Le dieu ne répondit pas. Il fit quelques pas et s’approcha d’une fenêtre. Le Soleil avait désormais totalement disparu et pourtant, la lumière du jour s’échappait encore. S’étirant, Apollon se retourna vers Icare et lui présenta les mets disposés sur la table.
Je ne peux faire attendre ma sœur, Artémis. Si je ne vais pas remplir ma tâche, tu peux être sûr qu’elle se vengera de moi en faisant durer plus longtemps le règne de la nuit. Je ne peux donc malheureusement pas m’occuper de tes blessures maintenant. Mais je reviendrai vite. En attendant, tu n’as qu’à te servir de ce qui te fera envie. Les coupoles et les verres se rempliront de ce que tu désires, il te suffit seulement de les toucher.
Et sans attendre une réponse de la part d’Icare, il grimpa sur le rebord et siffla un coup. Dans un concert d’hennissements et de sabots claquants contre le marbre, sortant de nulle part, ses chevaux de feu apparurent, tirant un char qui étincelait furieusement. Apollon sauta à l’intérieur et un seul coup de rênes suffit à faire partir les étalons.
Icare ne s’autorisa à bouger seulement quand il fut sûr que le silence s’étendait complètement dans le temple. Il ne s’approcha pas directement de la nourriture, préférant se glisser à la fenêtre par laquelle, quelques minutes auparavant, Apollon avait disparu. Il ne reconnaissait pas le paysage et devina qu’il devait se trouver bien loin du labyrinthe et sûrement de la Crête elle-même. Il connaissait les dieux pour les avoir étudiés avec son père. Il y avait les douze divinités de l’Olympe et une myriade de divinités mineures. Apollon était le frère jumeau d’Artémis, déesse de la chasse, et tous deux étaient nés de l’union entre Zeus et Léto. Il savait tout cela. Mais il ignorait comment il avait pu intéresser le dieu et se retrouver dans cet immense temple au sommet d’une colline.

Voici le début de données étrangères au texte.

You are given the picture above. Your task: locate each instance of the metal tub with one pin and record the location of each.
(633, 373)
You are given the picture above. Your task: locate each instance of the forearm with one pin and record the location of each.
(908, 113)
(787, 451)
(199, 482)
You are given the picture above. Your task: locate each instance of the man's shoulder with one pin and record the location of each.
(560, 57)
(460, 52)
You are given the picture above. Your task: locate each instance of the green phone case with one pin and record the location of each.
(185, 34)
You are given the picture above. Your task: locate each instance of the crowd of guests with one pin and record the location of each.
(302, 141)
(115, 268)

Il se retourna en sursautant quand neuf femmes apparurent à l’autre bout de la salle. Elles riaient et discutaient entre elles, n’ayant sûrement pas remarqué la présence du jeune homme qui n’osait plus bouger. Leurs toges, aux reflets violets, ondulaient avec légèreté malgré l’absence de courant d’air. Elles se laissèrent tomber sur les fauteuils avec une grâce incomparable. Elles étaient plus belles que toutes les filles qu’Icare avait connues. Leurs traits semblaient avoir été composés dans les plus délicates des fleurs et leurs cheveux, retombant sur leurs épaules en cascades ou relevés en chignons élaborés au-dessus de leurs crânes étaient tantôt d’un noir si profond qu’ils semblaient couverts par la nuit, tantôt si blonds que même la chevelure d’Apollon devait les jalouser.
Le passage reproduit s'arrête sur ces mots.